Optical spectrometers are instruments with a wide variety of uses. By measuring the intensity of light across different wavelengths, they can be used to image tissues or measure the chemical composition of everything from a distant galaxy to a leaf. Now researchers at the UC Davis Department of Biomedical Engineering have come up a with a new, rapid method for characterizing and calibrating spectrometers, based on how they respond to "noise."
Rendering of prism and spectrum
Optical spectroscopy splits light and measures the intensity of different wavelengths. It is a powerful technique across a wide range of applications. UC Davis engineers Aaron Kho and Vivek Srinivasan have now found a new way to characterize and cross-calibrate spectroscopy instruments using excess "noise" in a light signal. (Getty Images)
Spectral resolution measures how well a spectrometer can distinguish light of different wavelengths. It's also important to be able to calibrate the spectrometer so that different instruments will give reliably consistent results. Current methods for characterizing and calibrating spectrometers are relatively slow and cumbersome. For example, to measure how the spectrometer responds to different wavelengths, you would shine multiple lasers of different wavelengths on it.
Noise is usually seen as being a nuisance that confuses measurements. But graduate student Aaron Kho, working with Vivek Srinivasan, associate professor in biomedical engineering and ophthalmology, realized that the excess noise in broadband, multiwavelength light could also serve a useful purpose and replace all those individual lasers.

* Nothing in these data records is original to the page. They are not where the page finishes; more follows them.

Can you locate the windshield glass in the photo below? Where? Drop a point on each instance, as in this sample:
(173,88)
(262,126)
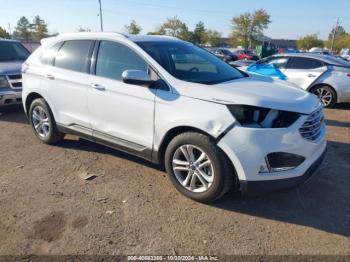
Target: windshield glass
(12,51)
(190,63)
(226,52)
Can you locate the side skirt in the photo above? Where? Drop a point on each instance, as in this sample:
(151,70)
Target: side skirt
(108,140)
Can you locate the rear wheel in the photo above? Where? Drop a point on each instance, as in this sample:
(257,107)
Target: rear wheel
(198,168)
(43,122)
(326,94)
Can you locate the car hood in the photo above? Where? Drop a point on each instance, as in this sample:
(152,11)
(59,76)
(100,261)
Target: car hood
(255,91)
(10,68)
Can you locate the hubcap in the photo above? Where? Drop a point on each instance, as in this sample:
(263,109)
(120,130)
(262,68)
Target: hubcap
(40,121)
(193,168)
(324,95)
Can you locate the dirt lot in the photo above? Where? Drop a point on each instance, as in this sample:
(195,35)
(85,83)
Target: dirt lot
(131,207)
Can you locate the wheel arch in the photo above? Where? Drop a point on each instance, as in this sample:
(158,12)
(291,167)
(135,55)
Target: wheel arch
(324,84)
(29,99)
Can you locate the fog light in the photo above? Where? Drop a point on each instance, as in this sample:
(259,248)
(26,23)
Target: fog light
(280,161)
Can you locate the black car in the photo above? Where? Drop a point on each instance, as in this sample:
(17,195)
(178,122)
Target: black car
(224,54)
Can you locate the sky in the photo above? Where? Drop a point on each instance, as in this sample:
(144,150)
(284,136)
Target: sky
(290,19)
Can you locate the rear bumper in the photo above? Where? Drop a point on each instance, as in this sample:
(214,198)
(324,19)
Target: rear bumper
(260,187)
(10,98)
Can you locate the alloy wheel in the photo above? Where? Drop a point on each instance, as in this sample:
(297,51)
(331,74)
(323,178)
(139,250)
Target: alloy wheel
(193,168)
(324,95)
(41,122)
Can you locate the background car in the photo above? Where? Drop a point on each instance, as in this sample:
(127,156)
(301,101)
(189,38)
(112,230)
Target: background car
(224,54)
(325,76)
(12,55)
(246,55)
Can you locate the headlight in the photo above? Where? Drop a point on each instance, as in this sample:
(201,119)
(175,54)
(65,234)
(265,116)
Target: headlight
(259,117)
(4,82)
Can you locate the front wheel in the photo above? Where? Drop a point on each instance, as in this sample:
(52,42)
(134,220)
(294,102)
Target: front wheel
(326,94)
(43,122)
(198,168)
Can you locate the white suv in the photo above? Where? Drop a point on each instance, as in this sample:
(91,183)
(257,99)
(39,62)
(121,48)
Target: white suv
(212,126)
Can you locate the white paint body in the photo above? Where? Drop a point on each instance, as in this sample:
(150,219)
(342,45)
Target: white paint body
(144,116)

"The spectrometer's response to noise can be used to infer the spectrometer's response to a real signal," Srinivasan said. That's because the excess noise gives each channel of the spectrum a unique signature.
Faster, more accurate calibration
Instead of using many single-wavelength lasers to measure the spectrometer's response at each wavelength, the new approach uses only the noise fluctuations that are naturally present in a light source with many wavelengths. In this way, it's possible to assess the spectrometer's performance in just a few seconds. The team also showed that they could use a similar approach to cross-calibrate two different spectrometers.
Kho and Srinivasan used the excess noise method in Optical Coherence Tomography (OCT), a technique for imaging living eye tissue. By increasing the resolution of OCT, they were able to discover a new layer in the mouse retina.
The excess noise technique has similarities to laser speckle, Kho said. Speckle - granular patterns formed when lasers are reflected off surfaces - was originally seen as a nuisance but turns out to be useful in imaging, by providing additional information such as blood flow.
"Similarly, we found that excess noise can be useful too," he said.
These new approaches for characterization and cross-calibration will improve the rigor and reproducibility of data in the many fields that use spectrometers, Srinivasan said, and the insight that excess noise can be useful could lead to the discovery of other applications.
The work was published Oct. 6 in Light Science & Applications. Additional authors on the paper are Tingwei Zhang, Jun Zhu and Conrad Merkle, all at the UC Davis Department of Biomedical Engineering. The work was supported by the NIH and the Glaucoma Research Foundation.